Arithmetic Expressions in Projections #30

ekmartin · 2017-10-01T20:03:38Z

This adds support for e.g. SELECT 2 * price FROM ... and SELECT price * MAX(column) FROM ... by handling nom-sql's ArithmeticExpression.

Arithmetic between different numeric data types is converted implicitly:

BigInt + Int = BigInt
Real + Int = Real
Not supported: BigInt + Real (since Real's integer part is represented using an i32)

Similar to how nom-sql handles arithmetic this currently only deals with simple, non-nested, expressions, but it should definitely be possible to add support for nested expressions in the future.

I'm not completely sure if the way I've handled ArithmeticColumns in the query graph is correct (especially when it comes to re-use), but it seems to work for the tests I've written so far.
The output formatting of arithmetic nodes could probably also need some tuning.

ms705 · 2017-10-01T20:32:30Z

Very nice! I'll have a look over this.

ekmartin · 2017-10-01T21:09:58Z

tests/lib.rs

+    let mut g = distributary::Blender::new();
+    let sql = "
+        CREATE TABLE Bread (id int, price int, PRIMARY KEY(id));
+        Price: SELECT 2 * COUNT(price) FROM Bread WHERE id = ?;


I wanted this query to be SELECT 2 * MAX(price) FROM Bread but I couldn't figure out how to retrieve the result without having a key connected to the query. I saw some of the other tests/benchmarks used a bogus key of 0, but getter.lookup(&0.into(), true) didn't seem to do the trick either. What am I missing?
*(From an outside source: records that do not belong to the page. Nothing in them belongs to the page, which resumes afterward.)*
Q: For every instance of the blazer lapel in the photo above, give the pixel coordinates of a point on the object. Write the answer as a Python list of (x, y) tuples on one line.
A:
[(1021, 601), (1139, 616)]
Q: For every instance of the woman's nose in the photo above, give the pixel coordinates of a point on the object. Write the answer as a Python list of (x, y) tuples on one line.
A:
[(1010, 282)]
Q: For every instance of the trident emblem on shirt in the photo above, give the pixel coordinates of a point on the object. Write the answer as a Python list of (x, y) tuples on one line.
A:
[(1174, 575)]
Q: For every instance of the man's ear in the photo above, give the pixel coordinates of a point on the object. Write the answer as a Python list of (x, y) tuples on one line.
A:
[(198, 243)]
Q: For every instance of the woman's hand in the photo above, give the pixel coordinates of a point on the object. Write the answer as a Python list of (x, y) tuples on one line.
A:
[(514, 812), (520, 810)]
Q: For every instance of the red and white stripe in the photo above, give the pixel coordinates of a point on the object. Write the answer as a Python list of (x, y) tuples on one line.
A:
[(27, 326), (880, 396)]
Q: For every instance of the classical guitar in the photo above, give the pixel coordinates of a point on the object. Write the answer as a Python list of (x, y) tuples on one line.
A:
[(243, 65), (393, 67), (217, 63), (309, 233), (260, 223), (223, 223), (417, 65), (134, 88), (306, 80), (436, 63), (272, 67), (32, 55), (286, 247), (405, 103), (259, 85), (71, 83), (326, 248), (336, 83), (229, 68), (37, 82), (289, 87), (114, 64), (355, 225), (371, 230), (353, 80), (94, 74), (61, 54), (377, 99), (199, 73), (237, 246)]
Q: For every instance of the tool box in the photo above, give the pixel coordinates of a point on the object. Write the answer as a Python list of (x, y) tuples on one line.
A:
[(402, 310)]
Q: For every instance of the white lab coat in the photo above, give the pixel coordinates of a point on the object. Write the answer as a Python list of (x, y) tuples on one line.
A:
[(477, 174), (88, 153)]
I got it working by using the result from 2 * MAX(price) as the key for now, but would definitely prefer a cleaner way of doing it.

Commit: 688e85f

jonhoo · 2017-10-01T23:11:46Z

src/ops/project.rs

+        let left = match expression.left {
+            ProjectExpressionBase::Column(i) => &record[i],
+            ProjectExpressionBase::Literal(ref data) => data,
+        }.clone();


I don't think the .clone() here (or below) should be necessary?

Is there any way to do this without overloading the arithmetic operators on &DataType instead of DataType? Pushed a commit here for how that would look.

Tried playing around with ownership stuff, but couldn't figure out how to do it without having to .clone() the ProjectExpression passed into eval_expression and the DataType at record[i].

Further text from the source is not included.